Your posts seem to require that because they don't make sense. You don't seem to be aware of how supply and demand are effected on a finite resource like oil. Your initial post on which I commented "American leftist politicians have put us in this boat." is just about equal to saying "liberals are dumb" and thinking that's an intelligent conservative post.
check out 'supply and demand', I am not sure, but I believe it is one of the basic tenents of capitalism....
As is speculation on investor money. It's so old it's in the bible yet you don't seem to get it.
You're probably right.
Did you see the report from a German group claiming we peaked last year or so? I can probably find it again on the net and send you the link. But it's not great, in my opinion, just a rehash. Nowhere near the class of Matt Simmons.
I've been reading some talk of $160/barrel soon. Think there's anything to it?
Just when we think we are running out of oil, we develop better technology to extract oil from shale rocks in the mid west and Canada. We live in a world of unlimited resources just like our economy which is not a fixed pie but an ever expanding and growing pie.
I work in the oil industry and see this data on a daily basis. One reason oil price is high is that we do not use crude oil but refined oil and we have not built a new refinery in the USA in over 30 years. That and political pressures and the futures market and the environmental wackos. The world is swimming in crude oil if you just looked at the facts.
No.
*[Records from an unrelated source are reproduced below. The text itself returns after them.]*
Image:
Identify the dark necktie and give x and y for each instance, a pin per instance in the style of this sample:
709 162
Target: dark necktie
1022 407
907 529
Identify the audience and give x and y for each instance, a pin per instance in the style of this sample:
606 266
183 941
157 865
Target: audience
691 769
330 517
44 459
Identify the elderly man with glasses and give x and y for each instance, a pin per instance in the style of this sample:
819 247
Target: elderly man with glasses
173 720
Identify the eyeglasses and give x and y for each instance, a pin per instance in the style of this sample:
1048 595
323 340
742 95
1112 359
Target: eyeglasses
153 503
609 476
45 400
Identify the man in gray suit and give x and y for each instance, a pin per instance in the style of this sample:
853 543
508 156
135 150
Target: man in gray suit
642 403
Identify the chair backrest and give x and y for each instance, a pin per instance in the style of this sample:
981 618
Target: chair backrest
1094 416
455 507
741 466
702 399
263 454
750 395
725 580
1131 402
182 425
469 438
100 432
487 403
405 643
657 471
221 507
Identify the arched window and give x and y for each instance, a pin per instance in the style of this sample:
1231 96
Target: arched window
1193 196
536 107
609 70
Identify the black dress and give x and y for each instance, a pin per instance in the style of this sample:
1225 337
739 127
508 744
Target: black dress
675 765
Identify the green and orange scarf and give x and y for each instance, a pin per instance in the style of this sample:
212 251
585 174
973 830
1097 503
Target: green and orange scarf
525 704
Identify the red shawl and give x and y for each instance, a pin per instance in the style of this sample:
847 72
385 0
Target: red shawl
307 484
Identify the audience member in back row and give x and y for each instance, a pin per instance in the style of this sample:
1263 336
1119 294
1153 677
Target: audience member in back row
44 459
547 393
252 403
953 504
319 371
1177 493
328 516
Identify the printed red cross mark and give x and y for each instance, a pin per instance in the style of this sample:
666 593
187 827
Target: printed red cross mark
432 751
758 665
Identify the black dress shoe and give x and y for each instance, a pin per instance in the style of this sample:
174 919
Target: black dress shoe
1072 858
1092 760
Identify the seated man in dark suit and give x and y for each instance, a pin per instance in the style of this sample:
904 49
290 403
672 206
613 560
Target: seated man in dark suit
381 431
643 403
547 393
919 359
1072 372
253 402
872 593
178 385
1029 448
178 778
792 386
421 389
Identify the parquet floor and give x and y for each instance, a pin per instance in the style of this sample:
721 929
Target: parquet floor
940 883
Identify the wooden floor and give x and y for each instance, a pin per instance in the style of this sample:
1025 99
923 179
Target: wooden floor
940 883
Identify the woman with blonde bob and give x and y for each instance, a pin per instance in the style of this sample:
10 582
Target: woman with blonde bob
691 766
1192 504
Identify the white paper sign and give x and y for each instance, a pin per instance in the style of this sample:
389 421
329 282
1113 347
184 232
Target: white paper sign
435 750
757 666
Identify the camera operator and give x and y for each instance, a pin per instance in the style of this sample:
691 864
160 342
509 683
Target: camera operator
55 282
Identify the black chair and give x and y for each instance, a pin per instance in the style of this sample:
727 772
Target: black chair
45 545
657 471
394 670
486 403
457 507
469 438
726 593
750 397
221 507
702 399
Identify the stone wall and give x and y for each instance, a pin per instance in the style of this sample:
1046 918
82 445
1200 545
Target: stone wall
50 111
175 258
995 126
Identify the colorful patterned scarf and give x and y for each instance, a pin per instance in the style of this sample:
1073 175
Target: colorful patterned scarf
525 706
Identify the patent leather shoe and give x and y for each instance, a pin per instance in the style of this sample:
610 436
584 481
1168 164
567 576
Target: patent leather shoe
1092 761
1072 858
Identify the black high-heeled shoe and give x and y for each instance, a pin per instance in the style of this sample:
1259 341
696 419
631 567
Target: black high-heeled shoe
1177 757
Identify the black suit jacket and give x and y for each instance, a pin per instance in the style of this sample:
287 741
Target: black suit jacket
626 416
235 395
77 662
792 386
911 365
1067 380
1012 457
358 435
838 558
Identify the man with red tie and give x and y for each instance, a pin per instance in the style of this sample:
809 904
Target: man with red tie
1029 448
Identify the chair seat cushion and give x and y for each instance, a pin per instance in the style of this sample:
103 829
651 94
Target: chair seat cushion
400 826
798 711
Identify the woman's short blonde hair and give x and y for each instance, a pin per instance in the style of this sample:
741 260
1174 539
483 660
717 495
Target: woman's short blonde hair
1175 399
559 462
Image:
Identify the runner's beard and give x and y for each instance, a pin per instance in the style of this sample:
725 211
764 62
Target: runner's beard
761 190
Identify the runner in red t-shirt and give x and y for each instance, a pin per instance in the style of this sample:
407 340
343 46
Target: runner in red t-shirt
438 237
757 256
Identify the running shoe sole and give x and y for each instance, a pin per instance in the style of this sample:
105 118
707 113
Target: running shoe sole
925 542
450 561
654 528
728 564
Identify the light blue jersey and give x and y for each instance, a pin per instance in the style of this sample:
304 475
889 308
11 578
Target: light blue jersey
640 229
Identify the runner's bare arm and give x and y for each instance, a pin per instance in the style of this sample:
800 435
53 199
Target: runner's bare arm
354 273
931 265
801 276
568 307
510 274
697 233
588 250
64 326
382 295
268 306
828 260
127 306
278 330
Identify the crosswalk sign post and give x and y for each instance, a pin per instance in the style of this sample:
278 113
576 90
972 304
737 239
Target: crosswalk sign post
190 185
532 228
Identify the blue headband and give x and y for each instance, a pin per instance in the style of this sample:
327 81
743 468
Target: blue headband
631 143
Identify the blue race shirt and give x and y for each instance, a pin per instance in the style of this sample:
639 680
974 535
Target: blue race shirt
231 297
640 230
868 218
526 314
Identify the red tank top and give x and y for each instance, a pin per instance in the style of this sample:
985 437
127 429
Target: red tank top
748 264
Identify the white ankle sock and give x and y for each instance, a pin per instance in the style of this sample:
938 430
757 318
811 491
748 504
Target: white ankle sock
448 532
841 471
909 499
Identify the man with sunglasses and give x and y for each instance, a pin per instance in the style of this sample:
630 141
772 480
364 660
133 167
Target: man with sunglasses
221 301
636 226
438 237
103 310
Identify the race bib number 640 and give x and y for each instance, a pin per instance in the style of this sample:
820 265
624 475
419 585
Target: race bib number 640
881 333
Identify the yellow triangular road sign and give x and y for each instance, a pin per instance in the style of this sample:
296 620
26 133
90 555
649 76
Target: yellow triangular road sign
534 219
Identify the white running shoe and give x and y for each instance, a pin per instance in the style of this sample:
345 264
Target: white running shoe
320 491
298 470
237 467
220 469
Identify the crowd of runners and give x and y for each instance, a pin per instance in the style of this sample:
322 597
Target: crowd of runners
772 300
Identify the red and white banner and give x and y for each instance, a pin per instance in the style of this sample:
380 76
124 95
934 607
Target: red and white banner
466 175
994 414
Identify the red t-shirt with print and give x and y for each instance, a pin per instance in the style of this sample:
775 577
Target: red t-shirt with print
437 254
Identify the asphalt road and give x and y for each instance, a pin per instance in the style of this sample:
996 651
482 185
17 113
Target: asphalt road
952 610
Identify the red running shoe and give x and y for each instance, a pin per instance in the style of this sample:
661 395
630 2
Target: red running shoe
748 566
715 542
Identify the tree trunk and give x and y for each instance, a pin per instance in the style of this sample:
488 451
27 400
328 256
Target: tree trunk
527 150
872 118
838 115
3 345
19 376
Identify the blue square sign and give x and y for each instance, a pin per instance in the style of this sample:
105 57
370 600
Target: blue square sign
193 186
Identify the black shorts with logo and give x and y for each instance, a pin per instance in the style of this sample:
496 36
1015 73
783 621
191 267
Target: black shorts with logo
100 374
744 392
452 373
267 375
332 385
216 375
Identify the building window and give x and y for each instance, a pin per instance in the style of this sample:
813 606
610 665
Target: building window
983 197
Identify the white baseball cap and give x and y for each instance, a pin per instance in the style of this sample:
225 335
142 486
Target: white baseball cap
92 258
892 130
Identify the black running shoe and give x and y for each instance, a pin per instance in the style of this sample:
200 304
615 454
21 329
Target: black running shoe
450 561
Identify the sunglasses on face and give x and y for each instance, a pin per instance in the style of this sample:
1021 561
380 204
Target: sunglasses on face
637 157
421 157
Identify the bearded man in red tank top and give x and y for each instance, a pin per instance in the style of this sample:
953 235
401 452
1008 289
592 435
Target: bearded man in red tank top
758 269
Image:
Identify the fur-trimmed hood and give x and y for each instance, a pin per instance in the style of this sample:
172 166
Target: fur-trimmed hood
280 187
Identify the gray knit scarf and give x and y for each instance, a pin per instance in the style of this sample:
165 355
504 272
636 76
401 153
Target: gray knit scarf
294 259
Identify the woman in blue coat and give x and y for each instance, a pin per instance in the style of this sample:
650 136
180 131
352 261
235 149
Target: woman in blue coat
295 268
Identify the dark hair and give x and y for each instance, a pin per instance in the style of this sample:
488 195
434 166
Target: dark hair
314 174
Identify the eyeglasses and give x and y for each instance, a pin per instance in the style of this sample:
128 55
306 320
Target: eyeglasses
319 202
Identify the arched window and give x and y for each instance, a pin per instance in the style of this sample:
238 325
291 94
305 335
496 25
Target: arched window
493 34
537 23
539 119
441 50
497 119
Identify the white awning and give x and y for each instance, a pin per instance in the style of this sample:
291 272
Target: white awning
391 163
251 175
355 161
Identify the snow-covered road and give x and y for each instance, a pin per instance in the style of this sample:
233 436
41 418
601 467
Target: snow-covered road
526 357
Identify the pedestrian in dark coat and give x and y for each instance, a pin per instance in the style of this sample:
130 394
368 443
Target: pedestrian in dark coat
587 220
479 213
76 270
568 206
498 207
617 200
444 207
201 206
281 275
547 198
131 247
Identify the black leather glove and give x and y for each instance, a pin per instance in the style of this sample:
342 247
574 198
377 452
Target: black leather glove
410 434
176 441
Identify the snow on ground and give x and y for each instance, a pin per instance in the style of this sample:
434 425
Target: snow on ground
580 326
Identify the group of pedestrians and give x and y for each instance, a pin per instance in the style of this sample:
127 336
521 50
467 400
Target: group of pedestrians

Not that it couldn’t happen, for example if Iran closes the Strait. The peak might well be quite broad with prices remaining near the present level for several years. 10-15 years from now oil production might well be falling and the alternatives coming on line and the price rising.
Believe it or not this has been current events (eyewitness) for me for 50+ years. But, thanks for the lecture. No, this is really it, we have arrived.
We can also grow oil, but what we're talking about is crude that comes out of the ground. The size of the earth is finite, the amount of oil available is finite.
Discovering more doesn't change the definition of the word finite.
It is not liberals preventing us from making more refinieries, it's because the corporations that refine oil don't want to make more. Peak oil is a real thing and consumption will start to drop when the price gets high enough. At that point we will have more refining capacity than we need.
Also, oil price is not based on refining capacity it's based on the demand for oil. Having more refineries would do what for for oil demand? Think about it.
Sorry to interject myself into your conversation, all I'm doing is adding a reply to your question. Additional refineries would, at the very least, stabilize the supply chain and throughput. There have been numerous pricing spikes in the past 18 months simply because a refinery was taken off line (repairs, for etc.)
Yes, I agree. But that pertains to the overall supply line to our gas tank. The issue we were discussing is the price of oil.
Ah, pre-refinery supply chain. Thanks for the clarification.